Al-Otaibi has also been leading the organization as No. 2 man along with Al-Oufi — the latest leader of Al-Qaeda in the Kingdom. Due to the fact that he is one of the oldest in the organization — he is 33 — Al-Otaibi was recognized as a major leader after the death of Issa Oushin in Riyadh on July 20 last year and the capture in Abha on Aug. 5 of Faris Al-Zahrani.
As the No. 1 spokesman of Al-Qaeda in the Kingdom through the organization’s two electronic magazines, Nashrat Al-Battar and Sawt Al-Jihad, and because he belonged to one of the largest and best known families in the Kingdom, it was expected that Al-Otaibi would be a leading figure in the organization. In the past two years, Al-Qaeda had three ideologues, Faris Al-Zahrani, Issa Al-Oushin and Abdullah Al-Rashood, who played the role of the organization’s official scholars. Al-Rashood is known as an aggressive spokesman who has several times verbally attacked Saudi religious scholars in their presence and blasted them for what he called silence regarding the truth. Al-Rashood is believed to be still at large.
Although Al-Otaibi was in the second line of the ideologues and theorists, he was still active and helped encourage and motivate his followers to carry out some attacks. For the organization, losing Al-Otaibi means losing a man who was adept at misleading young men who lack experience and religious background.

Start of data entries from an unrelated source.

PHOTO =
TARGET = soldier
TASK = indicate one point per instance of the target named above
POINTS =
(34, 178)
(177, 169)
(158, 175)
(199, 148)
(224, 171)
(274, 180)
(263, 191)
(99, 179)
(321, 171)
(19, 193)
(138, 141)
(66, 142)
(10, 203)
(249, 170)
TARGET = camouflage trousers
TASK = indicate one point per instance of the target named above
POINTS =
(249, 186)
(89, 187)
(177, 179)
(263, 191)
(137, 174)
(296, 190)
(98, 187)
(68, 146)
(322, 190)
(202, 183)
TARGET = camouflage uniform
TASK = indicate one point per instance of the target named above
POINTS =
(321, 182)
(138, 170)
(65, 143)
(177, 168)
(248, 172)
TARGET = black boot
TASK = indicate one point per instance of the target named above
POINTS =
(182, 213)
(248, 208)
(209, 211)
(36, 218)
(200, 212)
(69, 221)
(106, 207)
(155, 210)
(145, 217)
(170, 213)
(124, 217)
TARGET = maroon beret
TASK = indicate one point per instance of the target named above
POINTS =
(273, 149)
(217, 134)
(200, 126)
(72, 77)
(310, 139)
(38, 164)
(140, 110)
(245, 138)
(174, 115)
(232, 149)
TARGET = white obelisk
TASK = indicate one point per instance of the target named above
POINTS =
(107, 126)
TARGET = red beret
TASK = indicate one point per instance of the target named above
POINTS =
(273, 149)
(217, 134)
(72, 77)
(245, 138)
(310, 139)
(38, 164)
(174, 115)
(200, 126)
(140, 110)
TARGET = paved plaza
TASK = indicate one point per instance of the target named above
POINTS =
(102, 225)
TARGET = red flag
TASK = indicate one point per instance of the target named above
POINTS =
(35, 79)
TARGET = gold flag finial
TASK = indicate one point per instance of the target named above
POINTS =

The magazines were the guidebooks for the scattered cells. They were the reference where the followers found explanations and justifications for the killings and attacks — justifications that were supported with words, quotations and verses from the Qur’an and Hadith that were misused and put there to mislead.
Leaving the organization with only Al-Rashood as the religious ideologue, we can say that the religious pump that motivates the team and justifies its acts to the young followers is dying. Unless Al-Qaeda manages to recruit new scholars or ideologues — which is almost next to impossible — it will lose many of its followers, to say nothing of newcomers. Moving now to the next important terrorist who was allegedly killed, Al-Majati is regarded as the tactical player, the thinker of the organization. With great experience in combat and with a good background in maneuvering, Al-Majati is thought to be the planner of a number of attacks in the Kingdom as well as the attack at Casablanca in Morocco in May 2003 and he is accused of involvement in the Madrid bombing last March.
As the son of a French mother and the husband of an American woman, Al-Majati works with his combined Western and Arab mind.
He is said to be an expert in bomb making which goes some way to explaining how the terrorists held out for three days using only homemade weapons and bombs.
If the reports are true which say that Al-Oufi was also involved in the battle, then that may mean the terrorists have suffered a major defeat and had reached a low point at which they gathered together all their experts, tacticians and men for a final battle.
Though there are a number of logistic cells which may become battlefield cells whenever they are detected by the government — as was the case with the ones involved in the attack on the American Consulate in Jeddah last December, I don’t think the group can operate without a strong leader and certainly not without a religious figure who justifies their acts.
If the reports are accurate, then there are three members of Al-Qaeda from the 26 wanted men still alive. With the loss of the major thinker of the organization, Abdul Kareem Al-Majati, the major ideologue and religious spokesman and media man, Saud Al-Otaibi, and the death or capture of their leader, Saleh Al-Oufi — if he was with them — I think that this may well be the end of a chapter of terror which has lasted over two years in the Kingdom.